Semantic search

Semantic search uses AI to understand what shoppers mean, not just the exact words they type. Queries such as “dress for a beach wedding” or “comfortable shoes for standing all day” can return relevant products even when your catalog does not use those exact phrases.

Live Search combines keyword matching and semantic matching in one search experience. You do not manage separate keyword and semantic modes on the storefront. Live Search does not offer advanced semantic controls (for example, boost or similarity sliders) in the Admin. You can enable or disable semantic search.

Enablement by deployment

Semantic search is managed from the Settings workspace in the Live Search Admin (Marketing > SEO & Search > Live Search). Adobe Commerce as a Cloud Service uses this same Live Search interface as PaaS merchants.

Benefits

  • Fewer zero-result searches — Shoppers find products when their wording does not match catalog text exactly.
  • More relevant results — Natural, descriptive queries return useful matches based on meaning and context.
  • Less synonym maintenance — Common word variations (for example, couch and sofa) are often handled without manual synonym lists.
  • No storefront or developer work — Semantic search requires no theme code, widget, or API changes. PaaS merchants enable it in Settings; Adobe Commerce as a Cloud Service customers receive it enabled by default.

How it works

When semantic search is enabled, Live Search uses predefined catalog attributes chosen by the system (such as product name and description) to interpret query meaning alongside traditional keyword search. You do not select or prioritize attributes in the Admin.

For example:

  • A search for “leather couch” can return products labeled “leather sofa.”
  • “Spring dress” can surface seasonal dresses even when “spring” is not in the product name.
  • “Shoes for trail running” can match products described as off-road or hiking footwear.

Semantic search works alongside your existing Live Search configuration. You do not replace keyword search or reconfigure the storefront.

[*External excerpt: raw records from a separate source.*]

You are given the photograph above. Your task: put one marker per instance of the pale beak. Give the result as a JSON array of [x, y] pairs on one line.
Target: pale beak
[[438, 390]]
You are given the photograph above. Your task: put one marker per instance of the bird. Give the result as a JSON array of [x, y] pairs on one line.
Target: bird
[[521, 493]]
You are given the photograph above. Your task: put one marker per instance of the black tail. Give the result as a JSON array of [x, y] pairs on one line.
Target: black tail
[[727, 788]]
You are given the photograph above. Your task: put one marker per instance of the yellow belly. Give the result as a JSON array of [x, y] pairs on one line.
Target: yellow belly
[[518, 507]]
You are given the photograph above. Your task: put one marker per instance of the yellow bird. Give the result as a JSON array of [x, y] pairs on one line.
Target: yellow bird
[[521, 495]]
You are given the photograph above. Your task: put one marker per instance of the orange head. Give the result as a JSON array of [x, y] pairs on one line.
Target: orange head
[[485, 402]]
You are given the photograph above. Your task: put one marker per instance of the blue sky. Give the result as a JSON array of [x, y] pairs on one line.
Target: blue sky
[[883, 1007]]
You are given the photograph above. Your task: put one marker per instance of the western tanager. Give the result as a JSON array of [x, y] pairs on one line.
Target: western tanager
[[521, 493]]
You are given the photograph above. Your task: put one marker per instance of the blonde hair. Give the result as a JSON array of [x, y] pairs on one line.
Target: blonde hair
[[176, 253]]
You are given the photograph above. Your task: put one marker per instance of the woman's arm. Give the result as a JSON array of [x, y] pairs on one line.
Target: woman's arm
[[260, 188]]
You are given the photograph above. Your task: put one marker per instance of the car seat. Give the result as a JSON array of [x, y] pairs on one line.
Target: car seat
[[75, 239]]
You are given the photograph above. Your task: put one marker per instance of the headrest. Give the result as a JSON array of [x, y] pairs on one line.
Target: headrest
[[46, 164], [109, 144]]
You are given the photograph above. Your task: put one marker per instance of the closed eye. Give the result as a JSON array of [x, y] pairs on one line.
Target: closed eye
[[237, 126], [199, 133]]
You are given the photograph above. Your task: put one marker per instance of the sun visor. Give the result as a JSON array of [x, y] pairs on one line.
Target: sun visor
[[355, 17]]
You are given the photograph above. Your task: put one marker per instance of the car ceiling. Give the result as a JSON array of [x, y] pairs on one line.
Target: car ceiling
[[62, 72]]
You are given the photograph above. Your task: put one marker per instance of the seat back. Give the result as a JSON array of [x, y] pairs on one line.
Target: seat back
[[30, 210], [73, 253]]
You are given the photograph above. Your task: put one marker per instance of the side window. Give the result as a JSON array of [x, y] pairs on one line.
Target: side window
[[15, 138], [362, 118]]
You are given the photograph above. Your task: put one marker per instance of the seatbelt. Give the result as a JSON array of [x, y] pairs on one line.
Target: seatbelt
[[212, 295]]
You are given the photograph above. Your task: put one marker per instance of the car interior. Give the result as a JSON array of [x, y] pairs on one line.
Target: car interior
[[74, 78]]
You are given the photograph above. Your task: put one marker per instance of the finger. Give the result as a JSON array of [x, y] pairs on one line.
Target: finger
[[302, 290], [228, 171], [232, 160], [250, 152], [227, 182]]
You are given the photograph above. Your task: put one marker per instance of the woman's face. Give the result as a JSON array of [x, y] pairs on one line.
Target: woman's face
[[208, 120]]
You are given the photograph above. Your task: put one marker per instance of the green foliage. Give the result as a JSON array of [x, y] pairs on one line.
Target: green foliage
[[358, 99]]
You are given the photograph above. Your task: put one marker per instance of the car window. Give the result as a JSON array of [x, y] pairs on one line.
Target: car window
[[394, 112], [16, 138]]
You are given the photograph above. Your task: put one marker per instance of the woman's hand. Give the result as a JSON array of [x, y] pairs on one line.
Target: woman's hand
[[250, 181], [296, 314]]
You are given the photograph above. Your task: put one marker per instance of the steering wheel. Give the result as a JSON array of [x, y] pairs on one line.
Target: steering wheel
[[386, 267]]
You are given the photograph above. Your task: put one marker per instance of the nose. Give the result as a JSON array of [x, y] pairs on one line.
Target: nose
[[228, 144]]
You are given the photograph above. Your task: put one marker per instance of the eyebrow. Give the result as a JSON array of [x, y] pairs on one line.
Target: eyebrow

When semantic search is active:

  • Your existing search rules, synonyms, facets, boosts, and category merchandising settings continue to apply.
  • Semantic search adds AI-powered understanding of shopper intent to improve result relevance alongside keyword matching.
  • Predefined catalog attributes are indexed automatically. You do not select attributes or publish a separate configuration.

Manage semantic search in the Admin

Go to the Settings workspace to view or change the Semantic search toggle.

NOTE
Semantic search is available for English catalogs only. If you change Language to a non-English catalog on the Settings workspace, Semantic search is disabled automatically.

For PaaS merchants

Adobe Commerce on Cloud and on-premises merchants must enable semantic search manually:

  1. In the Admin, go to Marketing > SEO & Search > Live Search.

  2. On the Settings workspace, enable Semantic search.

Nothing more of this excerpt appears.